All right, just for argument's sake: Let's say California voters had learned about this Love Child business prior to the special election (keeping in mind that he was supposed to have fathered the kid nearly a decade ago). Mother Jones blogger Kevin Drum considers the possibilities:
it's almost a dead certainty that the recall would have failed and Gray Davis would have remained governor. The car tax would have stayed in place, no bonds would have been issued to make up for it, and California's deficit problems would have been less than half as bad as they turned out to be under Schwarzenegger. That's what comes of running a politically motivated snap election with weird rules in six weeks: you don't really know what you're getting.

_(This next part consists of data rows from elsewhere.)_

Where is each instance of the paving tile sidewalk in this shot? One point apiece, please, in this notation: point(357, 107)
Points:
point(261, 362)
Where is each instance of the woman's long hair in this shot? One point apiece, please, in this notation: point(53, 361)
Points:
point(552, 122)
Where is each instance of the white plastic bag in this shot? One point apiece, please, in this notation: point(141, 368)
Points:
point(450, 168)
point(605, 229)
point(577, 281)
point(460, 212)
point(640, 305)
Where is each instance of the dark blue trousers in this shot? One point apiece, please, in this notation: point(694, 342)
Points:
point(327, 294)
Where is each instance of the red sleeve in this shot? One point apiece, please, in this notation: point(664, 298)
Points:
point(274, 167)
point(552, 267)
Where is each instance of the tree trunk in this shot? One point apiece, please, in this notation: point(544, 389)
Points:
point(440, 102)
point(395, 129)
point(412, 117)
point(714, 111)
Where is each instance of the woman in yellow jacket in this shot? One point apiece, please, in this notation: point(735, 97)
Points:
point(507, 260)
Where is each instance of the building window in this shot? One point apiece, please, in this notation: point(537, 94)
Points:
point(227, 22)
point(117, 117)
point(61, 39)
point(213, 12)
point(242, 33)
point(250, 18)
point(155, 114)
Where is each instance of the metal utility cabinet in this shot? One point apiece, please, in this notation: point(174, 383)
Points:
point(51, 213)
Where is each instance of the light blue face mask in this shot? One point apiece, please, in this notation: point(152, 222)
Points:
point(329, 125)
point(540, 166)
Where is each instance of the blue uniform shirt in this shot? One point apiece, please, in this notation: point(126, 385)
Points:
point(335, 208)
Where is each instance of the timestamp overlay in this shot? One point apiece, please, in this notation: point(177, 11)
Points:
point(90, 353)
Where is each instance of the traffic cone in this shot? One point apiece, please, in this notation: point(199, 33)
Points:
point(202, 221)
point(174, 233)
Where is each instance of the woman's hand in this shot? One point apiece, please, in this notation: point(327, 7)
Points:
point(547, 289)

Well, maybe. But don't minimize the role of anti-tax whack jobs like Ted Costa and Sal Russo (unofficial founder of the Tea Party) who managed to convince a majority of California voters that the car tax had to go (the recall effort won by a comfortable margin). Also don't minimize the damage that the mortgage meltdown had on the overall California economy, leading to lower tax revenues and higher deficits (that would have happened no matter who was running the show). And let's be honest: state government had been on a dysfunctional course well before Schwarzenegger even considered a run for governor. Why? In a nutshell, blame term limits, the outrageous initiative process, and older-skewing Proposition 13 voters who were unwilling to pay their fair share, no matter the consequences down the line. So while Arnold is a tempting target this morning, there was a lot more to the story.